Liputan6.com, Jakarta - PT Garuda Indonesia (Persero) Tbk (GIAA) buka suara terkait harga tiket penerbangan internasional yang lebih murah dibandingkan penerbangan domestik.
Direktur Utama Garuda Indonesia Irfan Setiaputra mengatakan, pajak menjadi salah satu bagian dalam perhitungan harga tiket penerbangan. Rute penerbangan luar negeri tidak dikenakan pajak avtur, sementara untuk penerbangan domestik dikenakan pajak.
"Perlu diketahui bahwa avtur yang kita beli untuk penerbangan domestik itu kena pajak. Avtur kita terbang ke Singapura, nggak kena pajak. Tiket kita jual ke Balikpapan, kena pajak,” ungkap Irfan dalam Public Expose Garuda Indonesia 2024 yang disiarkan secara daring pada Senin (11/11/2024).
“Kita jual ke Shanghai, nggak kena pajak,” jelasnya.
Irfan juga menyebut, perseroan tidak pernah menaikkan harga tiket pesawat sejak 2019.
"Sejak 2019 (harga tiket tidak pernah naik).Tapi harga tiket itu dipengaruhi oleh banyak hal.
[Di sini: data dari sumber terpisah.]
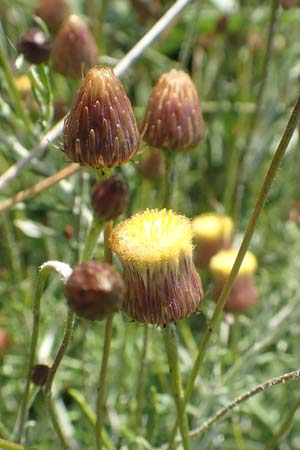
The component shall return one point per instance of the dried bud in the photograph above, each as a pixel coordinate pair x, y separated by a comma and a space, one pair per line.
212, 233
95, 290
35, 46
244, 292
110, 198
101, 130
173, 118
74, 48
4, 341
155, 249
53, 12
152, 166
39, 374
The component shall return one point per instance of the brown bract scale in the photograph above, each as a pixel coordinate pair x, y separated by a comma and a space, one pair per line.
101, 130
53, 12
173, 118
95, 290
110, 198
74, 49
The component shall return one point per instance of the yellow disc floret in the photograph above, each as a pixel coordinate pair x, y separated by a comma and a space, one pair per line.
152, 237
222, 263
210, 226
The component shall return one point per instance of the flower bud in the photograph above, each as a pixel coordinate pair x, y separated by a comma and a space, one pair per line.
39, 374
212, 233
155, 249
53, 12
4, 341
35, 46
244, 292
101, 130
173, 118
74, 49
94, 290
110, 198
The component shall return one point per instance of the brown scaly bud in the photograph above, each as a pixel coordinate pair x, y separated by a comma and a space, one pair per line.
53, 12
110, 198
4, 341
95, 290
173, 117
244, 293
35, 46
39, 374
101, 130
74, 49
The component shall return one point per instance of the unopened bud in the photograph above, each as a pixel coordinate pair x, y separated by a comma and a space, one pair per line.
101, 130
244, 293
110, 198
35, 46
173, 117
39, 374
74, 49
53, 12
94, 290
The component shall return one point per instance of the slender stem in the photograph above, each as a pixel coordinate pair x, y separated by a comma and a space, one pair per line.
64, 271
106, 349
12, 90
291, 376
169, 180
258, 107
283, 427
8, 445
171, 344
102, 382
164, 22
274, 166
141, 379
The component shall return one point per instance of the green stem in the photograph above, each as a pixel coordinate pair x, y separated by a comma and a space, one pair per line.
169, 180
102, 381
63, 270
106, 349
171, 344
141, 380
12, 90
8, 445
283, 427
274, 166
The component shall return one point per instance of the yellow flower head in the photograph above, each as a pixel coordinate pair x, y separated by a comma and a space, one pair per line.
222, 263
155, 249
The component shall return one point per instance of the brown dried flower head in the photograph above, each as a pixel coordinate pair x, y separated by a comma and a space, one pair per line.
95, 290
173, 118
101, 130
39, 374
53, 12
74, 49
35, 46
110, 198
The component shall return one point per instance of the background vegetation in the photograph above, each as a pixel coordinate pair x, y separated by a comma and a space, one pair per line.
223, 45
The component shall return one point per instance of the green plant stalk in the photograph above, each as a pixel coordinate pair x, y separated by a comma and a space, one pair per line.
274, 166
8, 445
283, 427
169, 180
106, 349
171, 344
258, 106
141, 380
290, 376
12, 91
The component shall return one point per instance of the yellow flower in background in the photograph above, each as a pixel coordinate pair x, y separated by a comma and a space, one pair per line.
155, 249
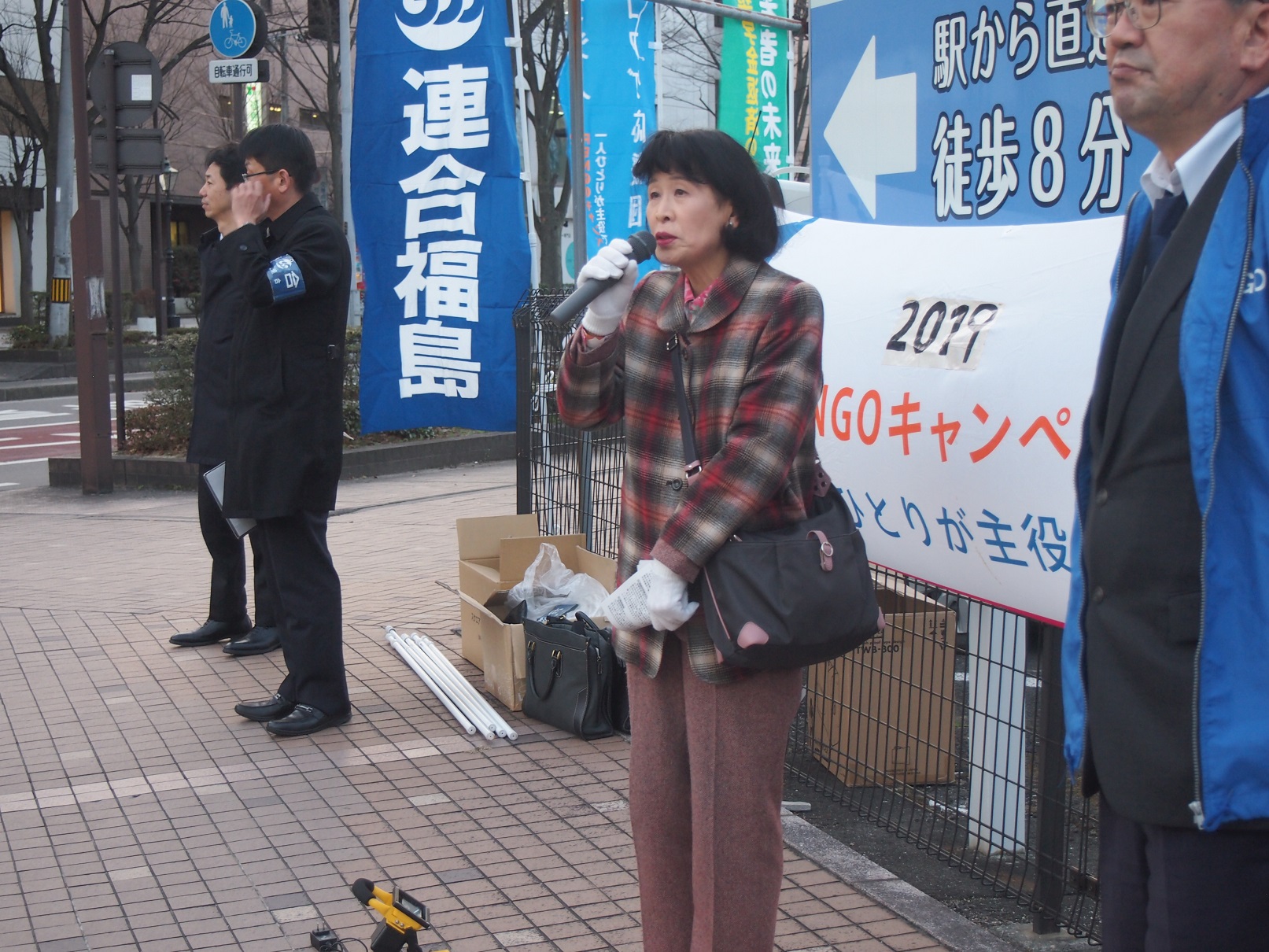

Ini yang kita diskusi, banyak menteri ganti presiden, ngomong lagi harga tiket,” bebernya.
“Harga tiket itu ada satu komponen yang disebut dengan tarif atas, dan kita selalu kena angka itu," Irfan menjelaskan.
Selain itu, ada juga kenaikan harga tiket penerbangan di masa mendatang saat pajak PPN mulai naik dari 11% ke 12%. Adapun pajak lainnya yakni pajak bandara.
"Udah pasti naik harga tiket (karena PPN naik)," pungkasnya.
"Terminal 3 domestik, kita bayar Rp 168.000 ke Angkasa Pura. Terminal 2 Rp 120.000. Lain tuh bayar cuma Rp120.000. Di Halim Rp70.000, dan mereka bisa naikin kapanpun. Hal ini yang kemudian pengaruh ke harga,” kata Irfan.
Irfan pun menegaskan, perseroan selalu menaati kebijakan yang diatur yang diatur oleh pemerintah terkait harga tiket penerbangan.
“Kita tidak pernah keluar dari rambu-rambu harga tiket yang diatur oleh pemerintah. Dari 2019 nggak pernah naik. Tapi pajak masuk, kena pajak," ucapnya.
Pendapatan Garuda Indonesia Naik 16,12% per Oktober 2024
PT Garuda Indonesia (Persero) Tbk mengumumkan pencapaian pendapatan usaha yang solid pada periode Januari-Oktober 2024. Garuda Indonesia mencatat pendapatan sebesar USD 2,8 miliar atau sekitar Rp 43,9 triliun hingga Oktober 2024.
Treasury Management Group Head Garuda Indonesia, Bima Tesdayu, menyatakan bahwa angka tersebut mengalami kenaikan 16,12% dibandingkan periode yang sama tahun lalu, yaitu USD 2,4 miliar atau Rp 37,6 triliun.
“Dibandingkan Oktober 2023, pendapatan bersih kami meningkat cukup signifikan, naik 16% dari USD 2,4 miliar menjadi USD 2,8 miliar,” ujar Bima dalam Public Expose Garuda Indonesia 2024 yang disiarkan secara daring, Senin (11/11/2024).
Selain itu, EBITDA Garuda Indonesia juga tumbuh mencapai USD 780 juta atau sekitar Rp 12,2 triliun pada Oktober 2024, naik 13,82% dibandingkan periode yang sama tahun lalu sebesar USD 685 juta atau Rp 10,7 triliun.
“Dari segi hasil operasional, kami juga mengalami peningkatan. Pada Oktober 2023, kami mencatat defisit sebesar USD 249 juta. Namun tahun ini berbalik menjadi positif USD 310,4 juta,” tambah Bima.
Strategi Utama Garuda Indonesia
Direktur Utama Garuda Indonesia, Irfan Setiaputra, menambahkan bahwa kinerja positif ini didukung oleh tiga strategi utama, yaitu sederhana (simple), menguntungkan (profitable), dan layanan penuh (full service).
“Strategi sederhana berarti kami menyederhanakan tipe pesawat, mempererat koordinasi dengan Citilink, dan fokus pada rute domestik dan internasional yang menguntungkan,” jelas Irfan.
Irfan juga mengungkapkan bahwa beberapa rute tidak dilanjutkan karena pertimbangan keuangan. “Kami memastikan hanya rute penerbangan yang menguntungkan yang akan kami pertahankan untuk menjaga keberlanjutan perusahaan,” ujarnya.